Abstract

Ultra-fast optical spectroscopy is a powerful tool for the observation of dynamical processes in several kind of materials. The basic time-resolved optical experiment is the so-called “pump-probe” where a first light pulse, the “pump”, resonantly triggers a photo-induced process. The subsequent system evolution can be monitored, for example, by the time-dependent transmission changes of a delayed “probe” pulse. In a pump-probe experiment the pump pulse photon energy, spectral width and peak intensity creates a certain density of electron-hole pairs in a more or less localized region of space. After the creation of the initial carrier population the time evolution of the single-particle and many-particle excitations is now governed by a non-trivial interplay between electron-electron scatterings and energy relaxation.

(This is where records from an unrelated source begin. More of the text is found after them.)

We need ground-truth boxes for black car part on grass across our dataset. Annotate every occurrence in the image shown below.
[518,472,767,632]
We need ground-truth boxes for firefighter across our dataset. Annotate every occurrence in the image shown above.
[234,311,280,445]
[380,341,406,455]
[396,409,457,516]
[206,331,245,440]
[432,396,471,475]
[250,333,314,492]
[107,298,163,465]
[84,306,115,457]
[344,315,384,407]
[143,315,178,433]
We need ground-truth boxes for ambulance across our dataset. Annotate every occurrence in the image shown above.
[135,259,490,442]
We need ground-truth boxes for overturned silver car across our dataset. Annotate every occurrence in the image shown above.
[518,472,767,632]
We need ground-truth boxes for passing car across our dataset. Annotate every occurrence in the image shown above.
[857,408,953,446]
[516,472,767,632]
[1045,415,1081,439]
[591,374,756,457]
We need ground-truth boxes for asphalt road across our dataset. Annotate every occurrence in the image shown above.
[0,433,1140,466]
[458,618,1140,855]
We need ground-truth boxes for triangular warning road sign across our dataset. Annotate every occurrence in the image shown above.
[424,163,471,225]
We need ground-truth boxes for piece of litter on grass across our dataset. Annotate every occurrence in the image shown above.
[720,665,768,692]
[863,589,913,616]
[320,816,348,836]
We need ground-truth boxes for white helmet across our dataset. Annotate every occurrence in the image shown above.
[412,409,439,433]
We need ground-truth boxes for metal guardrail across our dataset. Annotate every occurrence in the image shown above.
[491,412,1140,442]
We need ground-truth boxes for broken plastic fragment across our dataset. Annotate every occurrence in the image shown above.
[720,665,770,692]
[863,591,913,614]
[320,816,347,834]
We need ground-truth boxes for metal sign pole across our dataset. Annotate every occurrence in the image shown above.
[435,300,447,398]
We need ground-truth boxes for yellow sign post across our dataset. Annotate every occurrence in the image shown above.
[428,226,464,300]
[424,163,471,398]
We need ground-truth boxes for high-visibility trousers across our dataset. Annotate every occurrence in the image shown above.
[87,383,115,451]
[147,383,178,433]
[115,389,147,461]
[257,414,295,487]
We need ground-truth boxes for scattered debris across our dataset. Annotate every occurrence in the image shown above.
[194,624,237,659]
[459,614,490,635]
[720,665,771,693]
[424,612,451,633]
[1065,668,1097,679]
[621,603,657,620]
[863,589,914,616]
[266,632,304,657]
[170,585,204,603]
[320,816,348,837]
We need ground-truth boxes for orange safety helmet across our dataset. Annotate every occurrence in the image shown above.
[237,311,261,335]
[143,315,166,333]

In this talk I will present a novel approach based on the merging of Non-Equilibrium Green’s function theory and Density Functional Theory to investigate the dynamics following a pump excitation. I will first shortly discuss the general mathematical framework of the non-equilibrium theory based on a set of integro-differential equations (Hedin’s equations) written out-of-equilibrium. I will show how it is possible to include consistently quantized electron, photons and phonons. I will, then, take the purely longitudinal limit in order to introduce the key approximations that make the problem numerically treatable.

I will take the case of bulk silicon, a paradigmatic indirect gap semiconductor, to discuss the key features of the carrier dynamics. I will compare the results with recent two photon photoemission measurements. I will show that the interpretation of the carrier relaxation in terms of L->X inter-valley scattering is not correct. The ultrafast dynamics measured experimentally is, instead, due to the scattering between degenerate L states that is activated by the non symmetric population of the conduction bands induced by the laser field. This ultrafast relaxation is, then, entirely due to the specific experimental setup and it can be interpreted by introducing a novel definition of the quasi-particle lifetimes in an out-of-equilibrium context.